23 settembre 1910, ore 14,15, lo schianto. Aveva 23 anni. Era nato in Francia, ma il suo nome Geo Chavez, lascia trasparire origini sudamericane. Praticava molti sport ma era affascinato dalle sfide impossibili. Durante i primi anni del secolo scorso agli uomini non bastava più il dominio della terra e dell’acqua, volevano primeggiare anche nell’aria. Per questo motivo in molte parti del mondo vengono organizzate trasvolate, tornei e concorsi con l’unico intento di raggiungere una meta, un obiettivo con le “macchine volanti”. Ad uno di questi concorsi viene invitato Chavez: si tratta di trasvolare le Alpi dalla Svizzera all’Italia, da Briga a Milano passando per Domodossola e Stresa. Molto inchiostro è stato versato su questo avvenimento nell’anno del centenario. Ho letto molto, mi sono informato; molta cronaca, qualche entusiasmo; non ho trovato il suo punto di vista. Nessuno ha provato ad indossare i suoi panni, a pilotare il suo aereo mentre sorvola le Alpi, le grandi montagne.
Briga è una città Svizzera poco al di là del confine Italiano. Da li parte poco dopo l’ora del pranzo, che non deve essere stato facile. Stai per fare la storia, stai per compiere l’impresa, anche se hai 23 anni lo stomaco non risponde, non ti aiuta; non riesci a mangiare. Devi controllare il tuo “velivolo” fatto di legno e tela, devi assicurarti che regga l’altezza e le raffiche di vento, che da queste parti sono di casa. E poi le montagne.

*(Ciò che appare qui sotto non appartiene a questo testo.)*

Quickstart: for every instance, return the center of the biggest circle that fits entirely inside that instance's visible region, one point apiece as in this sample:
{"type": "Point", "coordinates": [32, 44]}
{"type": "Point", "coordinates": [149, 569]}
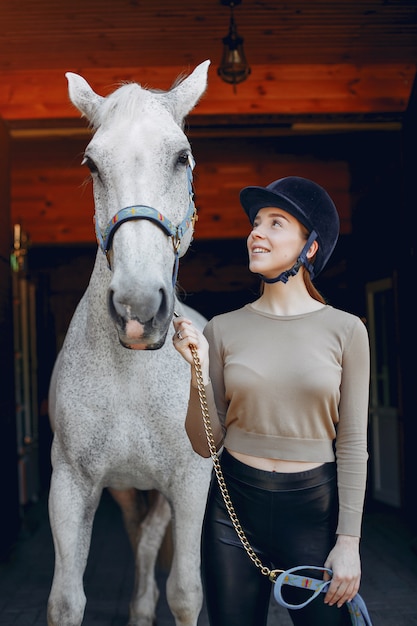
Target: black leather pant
{"type": "Point", "coordinates": [289, 520]}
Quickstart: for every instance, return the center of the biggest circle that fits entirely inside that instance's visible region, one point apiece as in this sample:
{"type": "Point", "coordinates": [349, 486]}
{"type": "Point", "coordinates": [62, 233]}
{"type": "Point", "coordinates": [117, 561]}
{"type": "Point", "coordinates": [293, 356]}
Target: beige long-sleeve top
{"type": "Point", "coordinates": [292, 388]}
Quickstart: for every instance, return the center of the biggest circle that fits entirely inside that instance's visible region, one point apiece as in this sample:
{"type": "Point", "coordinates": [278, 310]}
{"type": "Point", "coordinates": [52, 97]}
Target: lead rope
{"type": "Point", "coordinates": [358, 611]}
{"type": "Point", "coordinates": [271, 574]}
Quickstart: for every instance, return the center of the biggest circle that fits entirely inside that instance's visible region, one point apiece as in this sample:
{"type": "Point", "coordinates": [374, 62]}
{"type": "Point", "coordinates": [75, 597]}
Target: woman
{"type": "Point", "coordinates": [287, 380]}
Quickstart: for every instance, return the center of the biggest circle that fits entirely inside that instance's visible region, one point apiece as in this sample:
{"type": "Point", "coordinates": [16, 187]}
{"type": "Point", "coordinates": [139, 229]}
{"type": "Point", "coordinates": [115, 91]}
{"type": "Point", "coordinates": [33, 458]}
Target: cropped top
{"type": "Point", "coordinates": [294, 388]}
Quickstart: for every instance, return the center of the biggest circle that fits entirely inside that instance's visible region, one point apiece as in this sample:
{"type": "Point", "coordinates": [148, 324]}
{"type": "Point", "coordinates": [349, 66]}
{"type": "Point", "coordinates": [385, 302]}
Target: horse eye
{"type": "Point", "coordinates": [90, 164]}
{"type": "Point", "coordinates": [183, 158]}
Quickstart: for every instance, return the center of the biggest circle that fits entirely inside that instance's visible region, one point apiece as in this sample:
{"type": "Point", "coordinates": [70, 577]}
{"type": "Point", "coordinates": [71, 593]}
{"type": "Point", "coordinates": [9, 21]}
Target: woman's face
{"type": "Point", "coordinates": [275, 242]}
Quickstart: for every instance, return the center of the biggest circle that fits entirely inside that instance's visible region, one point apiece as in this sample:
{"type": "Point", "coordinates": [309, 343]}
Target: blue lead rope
{"type": "Point", "coordinates": [357, 608]}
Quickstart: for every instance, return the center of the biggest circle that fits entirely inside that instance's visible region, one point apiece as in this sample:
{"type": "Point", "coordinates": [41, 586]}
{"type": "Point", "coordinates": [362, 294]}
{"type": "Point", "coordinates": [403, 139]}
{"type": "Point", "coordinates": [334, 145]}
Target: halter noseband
{"type": "Point", "coordinates": [140, 211]}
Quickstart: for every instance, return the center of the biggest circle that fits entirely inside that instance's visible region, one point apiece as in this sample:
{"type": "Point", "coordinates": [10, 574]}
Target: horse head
{"type": "Point", "coordinates": [141, 164]}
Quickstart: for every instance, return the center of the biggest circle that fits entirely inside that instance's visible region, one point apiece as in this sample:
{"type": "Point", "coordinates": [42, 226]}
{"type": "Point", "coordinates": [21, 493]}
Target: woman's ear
{"type": "Point", "coordinates": [313, 249]}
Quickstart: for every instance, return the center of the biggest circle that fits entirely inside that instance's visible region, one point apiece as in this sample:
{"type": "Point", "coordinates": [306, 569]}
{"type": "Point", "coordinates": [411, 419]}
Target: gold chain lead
{"type": "Point", "coordinates": [272, 574]}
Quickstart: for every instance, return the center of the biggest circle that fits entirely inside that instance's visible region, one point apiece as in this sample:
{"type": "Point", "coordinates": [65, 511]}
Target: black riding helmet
{"type": "Point", "coordinates": [310, 204]}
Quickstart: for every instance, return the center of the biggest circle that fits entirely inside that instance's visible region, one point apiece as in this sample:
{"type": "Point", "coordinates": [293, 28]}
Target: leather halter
{"type": "Point", "coordinates": [140, 211]}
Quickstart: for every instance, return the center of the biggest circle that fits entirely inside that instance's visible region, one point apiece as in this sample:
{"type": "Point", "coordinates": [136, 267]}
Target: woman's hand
{"type": "Point", "coordinates": [344, 561]}
{"type": "Point", "coordinates": [187, 334]}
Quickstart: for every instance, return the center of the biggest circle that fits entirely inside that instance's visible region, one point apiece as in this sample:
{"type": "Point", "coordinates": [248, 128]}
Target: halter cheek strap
{"type": "Point", "coordinates": [302, 260]}
{"type": "Point", "coordinates": [140, 211]}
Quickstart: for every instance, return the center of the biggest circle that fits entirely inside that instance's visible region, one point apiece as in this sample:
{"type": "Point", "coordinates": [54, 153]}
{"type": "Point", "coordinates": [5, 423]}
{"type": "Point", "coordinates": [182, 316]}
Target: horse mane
{"type": "Point", "coordinates": [127, 99]}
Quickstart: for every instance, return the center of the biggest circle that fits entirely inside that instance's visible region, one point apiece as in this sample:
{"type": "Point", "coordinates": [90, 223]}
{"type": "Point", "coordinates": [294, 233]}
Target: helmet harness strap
{"type": "Point", "coordinates": [302, 260]}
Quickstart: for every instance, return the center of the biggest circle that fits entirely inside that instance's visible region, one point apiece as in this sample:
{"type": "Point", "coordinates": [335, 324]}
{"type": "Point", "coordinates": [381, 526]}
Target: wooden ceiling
{"type": "Point", "coordinates": [312, 62]}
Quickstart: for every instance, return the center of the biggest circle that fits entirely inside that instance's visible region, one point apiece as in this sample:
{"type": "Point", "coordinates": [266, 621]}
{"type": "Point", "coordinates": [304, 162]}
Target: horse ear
{"type": "Point", "coordinates": [82, 96]}
{"type": "Point", "coordinates": [184, 96]}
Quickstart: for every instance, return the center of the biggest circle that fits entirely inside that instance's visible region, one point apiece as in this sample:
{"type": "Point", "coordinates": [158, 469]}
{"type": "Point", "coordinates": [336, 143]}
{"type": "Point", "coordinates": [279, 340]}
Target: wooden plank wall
{"type": "Point", "coordinates": [52, 199]}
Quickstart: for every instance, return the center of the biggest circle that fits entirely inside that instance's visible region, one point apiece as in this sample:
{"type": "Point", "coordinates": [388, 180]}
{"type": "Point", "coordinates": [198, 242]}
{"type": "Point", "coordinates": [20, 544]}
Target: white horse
{"type": "Point", "coordinates": [119, 390]}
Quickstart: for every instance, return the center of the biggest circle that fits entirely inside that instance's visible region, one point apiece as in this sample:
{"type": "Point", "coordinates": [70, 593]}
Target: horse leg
{"type": "Point", "coordinates": [71, 512]}
{"type": "Point", "coordinates": [152, 532]}
{"type": "Point", "coordinates": [133, 506]}
{"type": "Point", "coordinates": [184, 589]}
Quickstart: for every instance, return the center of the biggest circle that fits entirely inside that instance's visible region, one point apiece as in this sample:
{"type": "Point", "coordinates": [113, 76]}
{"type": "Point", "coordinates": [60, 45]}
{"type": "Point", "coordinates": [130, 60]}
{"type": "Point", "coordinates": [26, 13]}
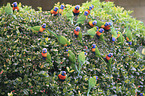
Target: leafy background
{"type": "Point", "coordinates": [23, 72]}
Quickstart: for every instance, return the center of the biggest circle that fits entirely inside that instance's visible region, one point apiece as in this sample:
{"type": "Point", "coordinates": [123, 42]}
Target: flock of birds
{"type": "Point", "coordinates": [96, 28]}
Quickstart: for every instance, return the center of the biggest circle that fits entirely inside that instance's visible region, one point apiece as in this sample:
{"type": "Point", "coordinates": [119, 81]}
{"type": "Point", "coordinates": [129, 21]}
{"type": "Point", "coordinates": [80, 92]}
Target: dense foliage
{"type": "Point", "coordinates": [23, 71]}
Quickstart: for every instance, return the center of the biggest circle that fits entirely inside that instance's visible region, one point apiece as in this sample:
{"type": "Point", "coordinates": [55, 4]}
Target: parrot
{"type": "Point", "coordinates": [92, 82]}
{"type": "Point", "coordinates": [54, 11]}
{"type": "Point", "coordinates": [46, 55]}
{"type": "Point", "coordinates": [81, 60]}
{"type": "Point", "coordinates": [120, 38]}
{"type": "Point", "coordinates": [92, 23]}
{"type": "Point", "coordinates": [96, 52]}
{"type": "Point", "coordinates": [15, 7]}
{"type": "Point", "coordinates": [82, 18]}
{"type": "Point", "coordinates": [61, 39]}
{"type": "Point", "coordinates": [99, 32]}
{"type": "Point", "coordinates": [61, 9]}
{"type": "Point", "coordinates": [62, 76]}
{"type": "Point", "coordinates": [72, 58]}
{"type": "Point", "coordinates": [128, 35]}
{"type": "Point", "coordinates": [9, 10]}
{"type": "Point", "coordinates": [38, 28]}
{"type": "Point", "coordinates": [108, 59]}
{"type": "Point", "coordinates": [91, 32]}
{"type": "Point", "coordinates": [76, 10]}
{"type": "Point", "coordinates": [78, 34]}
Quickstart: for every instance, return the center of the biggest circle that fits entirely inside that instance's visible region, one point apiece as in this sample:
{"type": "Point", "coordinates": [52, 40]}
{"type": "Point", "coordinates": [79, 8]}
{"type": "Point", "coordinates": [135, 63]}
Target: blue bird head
{"type": "Point", "coordinates": [77, 7]}
{"type": "Point", "coordinates": [101, 30]}
{"type": "Point", "coordinates": [44, 50]}
{"type": "Point", "coordinates": [113, 39]}
{"type": "Point", "coordinates": [62, 7]}
{"type": "Point", "coordinates": [14, 4]}
{"type": "Point", "coordinates": [44, 25]}
{"type": "Point", "coordinates": [141, 94]}
{"type": "Point", "coordinates": [55, 9]}
{"type": "Point", "coordinates": [110, 54]}
{"type": "Point", "coordinates": [94, 22]}
{"type": "Point", "coordinates": [63, 73]}
{"type": "Point", "coordinates": [130, 43]}
{"type": "Point", "coordinates": [96, 77]}
{"type": "Point", "coordinates": [86, 13]}
{"type": "Point", "coordinates": [77, 28]}
{"type": "Point", "coordinates": [93, 45]}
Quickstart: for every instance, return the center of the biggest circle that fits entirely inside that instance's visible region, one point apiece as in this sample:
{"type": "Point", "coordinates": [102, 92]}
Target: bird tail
{"type": "Point", "coordinates": [52, 33]}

Sono maestose e belle, ma fanno paura. Incutono timore. Si parte. Molta gente lo attende a Domodossola, dove deve fermarsi a fare rifornimento, ma molta di più a Milano dove si dovrebbe concludere il volo.
Lentamente si sale verso il passo del Sempione; quante volte lo avrà visitato con la macchina rimanendo affascinato dalla sagoma del monte Leone? Di questo ci rimane traccia negli articoli del “Corriere della Sera” che seguì molto attentamente l’avventura. Il passo è alle spalle, si comincia la discesa verso il campo di atterraggio. Non è facile le montagne ti circondano; perdi il senso dello spazio e forse anche quello del tempo. Non puoi goderti il panorama, devi pilotare il velivolo attraverso i venti. Proprio per questo motivo molti illustri dell’epoca si innamorano del volo; da Kafka a Delagrange sino a D’Annunzio che si inventa, con un neologismo, il nome per l’apparecchio, appunto velivolo. La cronaca ci ricorda che dovette superare alcune turbolenze. Siamo vicini al punto di rifornimento, le Alpi alle spalle la pianura di fronte. Si deve solo atterrare. Sono passati circa 45 minuti dalla partenza di Briga; per l’uomo sono una frazione di vita, per Chavez sono stati la vita. Mancano pochi metri quando il velivolo cede; oggi si direbbe cedimento strutturale. Si spezza un’ala. Si spezza il sogno di un ragazzo di 23 anni di conquistare i cieli.